Table of Contents
Light waves bounced by the upper and bottom limits of a thin film interfere with each other, either amplifying or diminishing the reflected light.
A brief outline
The many hues are seen in light reflected from soap film and oil layers on the water are explained by thin-film interference. It’s also the process that makes antireflection coatings on glasses & camera lenses work.
When light hits the boundary between two media during interference, some of it is reflected and some are transmitted. When the second medium is a thin film, two reflections occur near each other at the thin film’s top and bottom boundary surfaces. As an outcome, two waves emerge from a thin film: one bounced off the film’s top surface and another reflected off the bottom surface.
Meanwhile, these characteristics influence the type of interference that can occur.
- The incident light’s wavelength and angle.
- The film’s thickness is measured in millimetres.
- Material refractive indices on both sides of the film.
- The film medium’s index.
The difference in Phase and Difference in Path
The phase difference between the two waves is the change in phase angle. The difference in actual distance covered by the two waves is known as path difference. The phase angle is a proportion of a full-wave cycle expressed as a fraction of 2 (360 degrees), — in other words, the phase difference between one wave peak and the next is 2 degrees (360 degrees).
The phase difference between the two reflected light waves determines whether the interference is constructive or destructive, resulting in an increase or decrease in the intensity of the reflected light. The intensity of light of a certain wavelength increases during constructive interference, while it drops during destructive interference. The phase shift is zero when light travels from a denser medium to a rarer medium. The phase shift is 180 degrees as light travels from a rarer medium to a denser medium.
Significance of thin-film interference in IIT JEE exam
The Oscillations and Waves chapter, which accounts for 10% of the exam questions, covers a wide range of topics. All you have to do is grasp the concepts of each topic.

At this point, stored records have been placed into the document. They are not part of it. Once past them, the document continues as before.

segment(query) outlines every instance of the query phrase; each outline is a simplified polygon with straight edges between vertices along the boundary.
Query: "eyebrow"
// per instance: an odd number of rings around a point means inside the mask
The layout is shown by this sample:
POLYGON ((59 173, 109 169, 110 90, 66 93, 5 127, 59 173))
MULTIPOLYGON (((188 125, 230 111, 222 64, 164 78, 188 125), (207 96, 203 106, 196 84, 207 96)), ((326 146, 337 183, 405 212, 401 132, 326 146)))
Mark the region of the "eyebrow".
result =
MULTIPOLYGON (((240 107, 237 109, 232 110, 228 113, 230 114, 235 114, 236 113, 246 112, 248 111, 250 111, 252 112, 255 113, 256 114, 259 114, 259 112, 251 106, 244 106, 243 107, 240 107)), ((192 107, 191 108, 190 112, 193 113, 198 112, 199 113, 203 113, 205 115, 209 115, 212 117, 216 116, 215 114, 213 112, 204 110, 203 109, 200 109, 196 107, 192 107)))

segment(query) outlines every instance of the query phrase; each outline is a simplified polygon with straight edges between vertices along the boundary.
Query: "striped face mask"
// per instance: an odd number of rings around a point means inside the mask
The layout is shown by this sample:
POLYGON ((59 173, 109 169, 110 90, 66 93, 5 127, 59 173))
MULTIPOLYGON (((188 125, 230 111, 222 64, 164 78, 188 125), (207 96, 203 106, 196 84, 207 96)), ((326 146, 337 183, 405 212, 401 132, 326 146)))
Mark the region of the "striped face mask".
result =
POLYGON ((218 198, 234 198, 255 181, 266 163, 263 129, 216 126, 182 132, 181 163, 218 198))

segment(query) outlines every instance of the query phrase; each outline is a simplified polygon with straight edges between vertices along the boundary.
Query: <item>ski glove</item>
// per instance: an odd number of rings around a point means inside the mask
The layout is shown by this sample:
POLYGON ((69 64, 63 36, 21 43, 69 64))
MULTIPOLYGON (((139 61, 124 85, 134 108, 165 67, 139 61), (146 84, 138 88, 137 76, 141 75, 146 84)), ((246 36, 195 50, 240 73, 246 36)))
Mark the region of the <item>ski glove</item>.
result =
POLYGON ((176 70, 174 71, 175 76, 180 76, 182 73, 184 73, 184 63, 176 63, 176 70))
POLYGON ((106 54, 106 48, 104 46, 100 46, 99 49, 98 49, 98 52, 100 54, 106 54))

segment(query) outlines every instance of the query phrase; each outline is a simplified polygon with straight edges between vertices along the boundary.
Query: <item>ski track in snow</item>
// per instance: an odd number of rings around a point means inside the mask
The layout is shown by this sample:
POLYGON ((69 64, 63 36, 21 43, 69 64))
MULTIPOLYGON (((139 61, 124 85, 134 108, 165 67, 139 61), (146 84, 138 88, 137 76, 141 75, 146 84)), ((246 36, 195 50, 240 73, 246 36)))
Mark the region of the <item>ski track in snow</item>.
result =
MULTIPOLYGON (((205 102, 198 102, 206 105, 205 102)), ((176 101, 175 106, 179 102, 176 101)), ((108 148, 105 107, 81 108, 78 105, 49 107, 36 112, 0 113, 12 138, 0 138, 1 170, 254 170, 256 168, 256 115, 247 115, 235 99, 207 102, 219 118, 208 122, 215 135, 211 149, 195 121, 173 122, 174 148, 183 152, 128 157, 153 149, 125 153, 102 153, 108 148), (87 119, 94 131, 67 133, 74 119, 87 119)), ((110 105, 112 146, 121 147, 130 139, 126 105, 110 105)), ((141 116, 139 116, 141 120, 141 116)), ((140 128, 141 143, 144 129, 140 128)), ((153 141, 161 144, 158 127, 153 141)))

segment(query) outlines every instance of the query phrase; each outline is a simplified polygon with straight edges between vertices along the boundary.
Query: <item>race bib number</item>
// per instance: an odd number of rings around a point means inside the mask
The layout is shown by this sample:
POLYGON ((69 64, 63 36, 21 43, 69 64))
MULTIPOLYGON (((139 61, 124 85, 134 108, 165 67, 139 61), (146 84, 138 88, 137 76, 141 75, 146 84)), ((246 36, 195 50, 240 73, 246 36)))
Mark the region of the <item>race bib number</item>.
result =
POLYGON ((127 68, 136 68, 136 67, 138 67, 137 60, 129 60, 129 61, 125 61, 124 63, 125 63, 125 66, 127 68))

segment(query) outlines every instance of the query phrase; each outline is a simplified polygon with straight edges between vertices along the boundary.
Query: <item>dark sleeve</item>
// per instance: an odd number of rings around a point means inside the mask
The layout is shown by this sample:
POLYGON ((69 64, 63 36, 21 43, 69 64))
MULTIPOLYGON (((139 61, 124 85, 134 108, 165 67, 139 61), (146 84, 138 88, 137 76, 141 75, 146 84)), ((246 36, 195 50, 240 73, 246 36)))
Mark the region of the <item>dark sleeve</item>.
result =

If you adhere to this course, your Physics training will be spot on, and you’ll be able to pass this section with flying colours. Thin-film interference will be the subject of 3 to 4 questions.
Is it possible to have interference without diffraction?
In the case of thin-film interference, the interference phenomena occur without diffraction.
What are the Interference Conditions?
Knowing the source of the light is very significant for determining thin-film interference. A monochrome or broadband source could be used.
Why Does a Film with An Extremely Thin Uniform Thickness Appear Dark In A Reflected System?
Due to the interference of light waves in the medium, a thin film of uniform thickness will look black in the reflected system.